Posee la flor de azahar el don de la ubicuidad dentro de la ciudad de Sevilla, puesto que no hay un rincón de la misma que escape a su fragancia y a su aroma, al blanco de sus pétalos, al conjunto que sus ramilletes componen y que arrebatan la atención y la mirada de todo aquel que pase bajo las ramas de uno de tantos naranjos que arropan y dan color a nuestras calles y plazas.

Es la huella de la primavera, la señal de que llegó la época soñada, ese tiempo en el que toca agudizar los sentidos, cerrar los ojos y dejarse transportar por las sensaciones que nos ofrece cada esquina, cada momento que vivamos durante la semana que tanto ansiamos que llegue y que nunca queremos que termine.

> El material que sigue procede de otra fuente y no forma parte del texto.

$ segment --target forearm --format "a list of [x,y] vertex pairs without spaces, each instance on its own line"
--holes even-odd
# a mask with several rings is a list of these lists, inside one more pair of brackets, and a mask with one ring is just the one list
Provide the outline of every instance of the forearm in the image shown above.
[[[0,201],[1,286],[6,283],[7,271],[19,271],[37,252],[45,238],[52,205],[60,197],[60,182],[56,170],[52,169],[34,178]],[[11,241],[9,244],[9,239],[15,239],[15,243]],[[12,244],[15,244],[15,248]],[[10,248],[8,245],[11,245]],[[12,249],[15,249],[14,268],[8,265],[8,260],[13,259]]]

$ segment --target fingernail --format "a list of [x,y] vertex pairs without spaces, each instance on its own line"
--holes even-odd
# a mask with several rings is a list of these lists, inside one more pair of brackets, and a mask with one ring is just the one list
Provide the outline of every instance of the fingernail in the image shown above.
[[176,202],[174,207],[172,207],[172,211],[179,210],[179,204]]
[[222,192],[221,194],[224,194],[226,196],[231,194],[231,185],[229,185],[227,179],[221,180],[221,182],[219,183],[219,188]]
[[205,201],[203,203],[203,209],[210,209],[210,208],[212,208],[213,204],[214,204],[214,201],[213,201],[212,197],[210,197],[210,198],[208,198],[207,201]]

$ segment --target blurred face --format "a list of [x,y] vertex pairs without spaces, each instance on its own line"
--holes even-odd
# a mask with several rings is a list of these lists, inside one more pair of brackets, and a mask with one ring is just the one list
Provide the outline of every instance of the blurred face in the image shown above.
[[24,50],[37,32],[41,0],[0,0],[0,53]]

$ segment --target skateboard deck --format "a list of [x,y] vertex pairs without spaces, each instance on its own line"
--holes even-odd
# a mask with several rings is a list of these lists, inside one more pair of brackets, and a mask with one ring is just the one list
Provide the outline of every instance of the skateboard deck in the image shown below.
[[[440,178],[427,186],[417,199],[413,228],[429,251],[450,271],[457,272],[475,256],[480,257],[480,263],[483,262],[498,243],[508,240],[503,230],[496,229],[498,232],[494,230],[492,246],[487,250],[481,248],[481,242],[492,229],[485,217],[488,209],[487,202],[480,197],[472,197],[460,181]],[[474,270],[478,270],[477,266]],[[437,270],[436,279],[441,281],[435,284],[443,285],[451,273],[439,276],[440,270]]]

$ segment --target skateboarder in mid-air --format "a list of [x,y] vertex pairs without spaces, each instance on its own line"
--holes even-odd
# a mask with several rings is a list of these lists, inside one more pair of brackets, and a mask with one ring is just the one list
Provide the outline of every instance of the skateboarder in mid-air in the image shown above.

Desde su palco de excepción, el azahar sevillano contemplará la apertura de las puertas del Salvador el Domingo de Ramos, presenciará como asoman los pasos por la Puerta de Palos y acompañará su caminar por la Plaza Virgen de los Reyes en las tardes de murmullo y en los momentos de riguroso silencio, esos en los que sobran las palabras porque no hay palabras que definan ese instante; enmarcará a la perfección el tránsito toda cofradía que asome por Doña María Coronel, entremezclando su olor con el del incienso, purificando aún más si cabe el aire, ese aire que todos contendremos cuando escuchemos de lejos sonar la campana del muñidor de la Mortaja en la oscura noche del Viernes Santo en la que prima el recogimiento.

Y cuando el viento caprichoso acaricie sus hojas en mañanas como esta, los naranjos nos dejarán la mayor de las sinfonías, la que anuncia que ha llegado ya la primavera, y con ella, la Pasión de Cristo y las ganas de que concluya definitivamente esta espera en la que la cuaresma nos tiene sumidos.